The scheme collapsed when Moore and Brooks began pressuring a guidance counselor to stop players from graduations, so they could return for a fifth year. Ultimately, the counselor noticed that Brooks had been stealing her letterhead and email account in order to pose as her, certifying the enrollment of players and even soliciting funds.
When the scheme collapsed, the district accountability was non-existent. Instead of calling the police, the district delayed and obfuscated. Instead of tracking down the stolen taxpayuer funds, the district quietly paid off those involved to keep quiet.
Instead of termination, the district handed Powell a “golden parachute,” allowing him to resign via a settlement that placed him on paid leave to collect a $199,000 salary plus benefits for eight months. The “tuition” stolen from parents was never recovered. And when KUOW asked the district whether they reported the crimes to police, the district pulled off this charade (per KUOW):
…a Seattle Public Schools spokesperson said that the district reported the findings to police last December, six months after the investigation concluded.
However, a Seattle Police Department spokesperson said the police report was made several days ago, at 9 p.m. on Sunday, as this story neared publication.
When police arrived at Seattle Public Schools headquarters, the district employee “stated he had not been part of any of the investigation and had simply been told by the district’s legal advisors to call Seattle Police to file a police report.”

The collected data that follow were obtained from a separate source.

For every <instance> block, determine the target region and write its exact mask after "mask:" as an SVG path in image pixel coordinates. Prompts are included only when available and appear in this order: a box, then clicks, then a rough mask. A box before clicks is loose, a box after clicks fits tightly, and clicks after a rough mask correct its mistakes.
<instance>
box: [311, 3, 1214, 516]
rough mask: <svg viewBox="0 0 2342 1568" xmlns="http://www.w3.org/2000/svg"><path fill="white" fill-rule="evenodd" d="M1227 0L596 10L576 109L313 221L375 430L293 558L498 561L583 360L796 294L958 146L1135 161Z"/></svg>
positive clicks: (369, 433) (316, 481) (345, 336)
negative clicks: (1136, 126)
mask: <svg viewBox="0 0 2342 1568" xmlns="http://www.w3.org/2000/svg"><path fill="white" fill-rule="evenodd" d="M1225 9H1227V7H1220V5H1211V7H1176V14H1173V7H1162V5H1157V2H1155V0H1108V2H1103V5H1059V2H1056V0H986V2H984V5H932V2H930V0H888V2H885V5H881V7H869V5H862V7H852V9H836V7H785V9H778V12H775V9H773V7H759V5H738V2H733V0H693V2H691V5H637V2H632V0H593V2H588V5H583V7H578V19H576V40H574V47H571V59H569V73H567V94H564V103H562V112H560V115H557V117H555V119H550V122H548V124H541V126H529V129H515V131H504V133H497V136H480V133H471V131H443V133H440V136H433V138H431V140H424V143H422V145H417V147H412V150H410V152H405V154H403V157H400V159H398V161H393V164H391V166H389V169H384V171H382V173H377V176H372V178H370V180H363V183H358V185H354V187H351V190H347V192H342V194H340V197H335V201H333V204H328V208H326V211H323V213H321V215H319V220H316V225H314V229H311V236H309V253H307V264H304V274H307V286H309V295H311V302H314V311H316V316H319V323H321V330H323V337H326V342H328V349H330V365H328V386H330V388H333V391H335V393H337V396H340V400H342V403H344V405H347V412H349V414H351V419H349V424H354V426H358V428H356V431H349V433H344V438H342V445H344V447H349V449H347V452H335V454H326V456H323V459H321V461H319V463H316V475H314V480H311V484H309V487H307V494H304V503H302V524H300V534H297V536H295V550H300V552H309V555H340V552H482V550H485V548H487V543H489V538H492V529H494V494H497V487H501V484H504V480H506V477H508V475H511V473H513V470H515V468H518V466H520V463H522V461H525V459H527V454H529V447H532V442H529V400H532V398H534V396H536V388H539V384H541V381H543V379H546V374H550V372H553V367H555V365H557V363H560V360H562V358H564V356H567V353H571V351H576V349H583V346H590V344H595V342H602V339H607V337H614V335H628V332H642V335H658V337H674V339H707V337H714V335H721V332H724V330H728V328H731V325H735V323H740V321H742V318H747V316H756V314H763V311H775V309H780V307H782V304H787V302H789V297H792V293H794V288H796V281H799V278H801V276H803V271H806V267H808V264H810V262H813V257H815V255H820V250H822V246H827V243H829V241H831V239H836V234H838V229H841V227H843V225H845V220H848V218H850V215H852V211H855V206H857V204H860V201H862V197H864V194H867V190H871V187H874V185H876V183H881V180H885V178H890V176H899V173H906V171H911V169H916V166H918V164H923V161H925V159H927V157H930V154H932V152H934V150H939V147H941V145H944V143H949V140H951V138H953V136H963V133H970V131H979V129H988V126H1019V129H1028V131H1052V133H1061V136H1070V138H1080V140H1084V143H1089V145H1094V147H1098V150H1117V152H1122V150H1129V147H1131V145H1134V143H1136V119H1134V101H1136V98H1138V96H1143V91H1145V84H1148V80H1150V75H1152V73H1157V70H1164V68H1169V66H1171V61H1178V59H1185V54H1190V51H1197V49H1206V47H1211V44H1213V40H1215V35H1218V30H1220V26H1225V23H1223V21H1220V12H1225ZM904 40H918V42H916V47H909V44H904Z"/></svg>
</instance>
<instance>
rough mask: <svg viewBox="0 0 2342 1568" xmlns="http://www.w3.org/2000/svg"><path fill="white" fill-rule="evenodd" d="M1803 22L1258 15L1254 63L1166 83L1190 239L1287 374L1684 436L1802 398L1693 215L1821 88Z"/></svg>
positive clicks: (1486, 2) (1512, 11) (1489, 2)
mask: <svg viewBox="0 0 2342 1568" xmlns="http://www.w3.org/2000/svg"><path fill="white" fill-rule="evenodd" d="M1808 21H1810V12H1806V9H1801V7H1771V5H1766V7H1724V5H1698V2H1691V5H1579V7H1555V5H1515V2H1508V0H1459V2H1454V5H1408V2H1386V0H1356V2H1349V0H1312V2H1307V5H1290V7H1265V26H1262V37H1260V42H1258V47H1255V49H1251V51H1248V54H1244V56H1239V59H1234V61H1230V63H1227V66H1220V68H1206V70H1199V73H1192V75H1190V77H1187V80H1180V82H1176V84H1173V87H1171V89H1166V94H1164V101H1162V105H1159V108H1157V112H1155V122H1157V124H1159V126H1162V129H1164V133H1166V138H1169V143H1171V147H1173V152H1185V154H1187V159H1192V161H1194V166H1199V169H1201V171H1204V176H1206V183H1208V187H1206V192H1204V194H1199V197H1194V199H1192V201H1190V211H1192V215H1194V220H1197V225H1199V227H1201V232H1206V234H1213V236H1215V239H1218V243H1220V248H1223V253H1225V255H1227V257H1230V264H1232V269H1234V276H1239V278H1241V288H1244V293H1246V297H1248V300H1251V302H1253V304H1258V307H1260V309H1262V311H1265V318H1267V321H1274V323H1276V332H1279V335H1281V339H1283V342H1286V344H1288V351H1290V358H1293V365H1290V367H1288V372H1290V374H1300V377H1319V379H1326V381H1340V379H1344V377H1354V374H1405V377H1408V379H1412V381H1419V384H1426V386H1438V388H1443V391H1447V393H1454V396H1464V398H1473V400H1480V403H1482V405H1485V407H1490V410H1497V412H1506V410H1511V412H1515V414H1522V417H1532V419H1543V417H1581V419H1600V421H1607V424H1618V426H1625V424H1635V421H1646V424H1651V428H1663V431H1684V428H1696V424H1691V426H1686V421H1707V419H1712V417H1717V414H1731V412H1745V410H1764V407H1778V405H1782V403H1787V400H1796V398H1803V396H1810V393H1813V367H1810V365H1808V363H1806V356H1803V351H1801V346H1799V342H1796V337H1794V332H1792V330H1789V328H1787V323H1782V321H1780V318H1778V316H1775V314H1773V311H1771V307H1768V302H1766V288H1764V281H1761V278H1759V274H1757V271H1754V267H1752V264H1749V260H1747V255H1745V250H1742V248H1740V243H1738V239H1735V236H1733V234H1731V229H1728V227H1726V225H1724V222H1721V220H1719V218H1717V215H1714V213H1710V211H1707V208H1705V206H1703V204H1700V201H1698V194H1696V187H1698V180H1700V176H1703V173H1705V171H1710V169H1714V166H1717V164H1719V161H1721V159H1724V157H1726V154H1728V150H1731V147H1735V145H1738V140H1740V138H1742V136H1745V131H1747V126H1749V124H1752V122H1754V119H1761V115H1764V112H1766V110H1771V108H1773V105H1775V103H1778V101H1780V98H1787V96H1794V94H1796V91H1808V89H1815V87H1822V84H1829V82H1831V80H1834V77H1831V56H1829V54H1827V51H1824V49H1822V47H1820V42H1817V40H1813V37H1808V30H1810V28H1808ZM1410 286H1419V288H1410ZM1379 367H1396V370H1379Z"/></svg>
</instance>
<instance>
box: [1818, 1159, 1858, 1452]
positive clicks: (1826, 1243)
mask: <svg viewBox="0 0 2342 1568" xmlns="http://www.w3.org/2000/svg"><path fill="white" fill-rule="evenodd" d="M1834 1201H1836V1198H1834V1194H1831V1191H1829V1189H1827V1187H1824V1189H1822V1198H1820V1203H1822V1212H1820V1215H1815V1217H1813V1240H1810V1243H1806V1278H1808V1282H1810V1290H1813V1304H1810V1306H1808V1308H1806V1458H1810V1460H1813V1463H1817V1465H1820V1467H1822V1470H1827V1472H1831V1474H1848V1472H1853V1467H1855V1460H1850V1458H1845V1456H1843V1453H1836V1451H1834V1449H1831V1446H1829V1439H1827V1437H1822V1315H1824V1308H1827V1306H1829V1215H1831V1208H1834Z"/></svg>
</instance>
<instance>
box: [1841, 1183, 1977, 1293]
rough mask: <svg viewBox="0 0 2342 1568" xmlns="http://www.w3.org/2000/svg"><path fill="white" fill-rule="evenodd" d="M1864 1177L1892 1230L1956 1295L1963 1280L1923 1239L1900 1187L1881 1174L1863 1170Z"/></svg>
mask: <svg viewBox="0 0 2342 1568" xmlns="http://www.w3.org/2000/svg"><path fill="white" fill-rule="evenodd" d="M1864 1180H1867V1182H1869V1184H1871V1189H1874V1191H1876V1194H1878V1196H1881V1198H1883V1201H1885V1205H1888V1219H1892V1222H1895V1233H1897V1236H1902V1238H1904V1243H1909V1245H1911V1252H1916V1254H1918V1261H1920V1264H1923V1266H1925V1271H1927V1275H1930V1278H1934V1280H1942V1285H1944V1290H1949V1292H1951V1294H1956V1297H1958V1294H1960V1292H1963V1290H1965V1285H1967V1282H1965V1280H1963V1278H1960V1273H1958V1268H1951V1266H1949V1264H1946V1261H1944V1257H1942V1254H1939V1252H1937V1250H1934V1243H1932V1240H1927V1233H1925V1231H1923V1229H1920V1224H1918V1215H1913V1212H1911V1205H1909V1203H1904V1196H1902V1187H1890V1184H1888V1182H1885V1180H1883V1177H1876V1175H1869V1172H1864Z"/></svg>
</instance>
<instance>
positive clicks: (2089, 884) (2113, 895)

Before asking district taxpayers to shell out hundreds and even thousands of dollars for their kid to play sports, shouldn’t the district at least chase down that $22,000-a-year in fraudulent tuition collected by the Great Futures Prep management?
Shouldn’t the district show enough respect for their tax base to report the crime to authorities, and actually assist the authorities in locating the funds and wrongdoing?
And what of the six-figure golden parachutes, the reward given to those overseeing the bilking of tax payers?
How can SPS shell out taxpayer cash to reward administrators who actively bilked students and parents and – at the same time – look to parents, shrug, and say “ya gotta pay if you wanna play?”
Takeaway: Board Should Appoint an External Investigator to Probe Corruption and Nepotism in SPS
In summary, it’s incumbent on district administration to first confront the crises of integrity plaguing SPS athletics. The district must at least take initial steps in cleaning up their own sordid history of pay-to-play, corruption, nepotism and dishonesty rampant in the SPS athletics system.
The board should appoint an external fact-finder to get to the bottom of the aforementioned scandals, identify the sum total of lost, misplaced and wasted funds and root out any and all instances of continued corruption and lack of fiscal, academic and athletic stewardship present in the Seattle Public Schools system.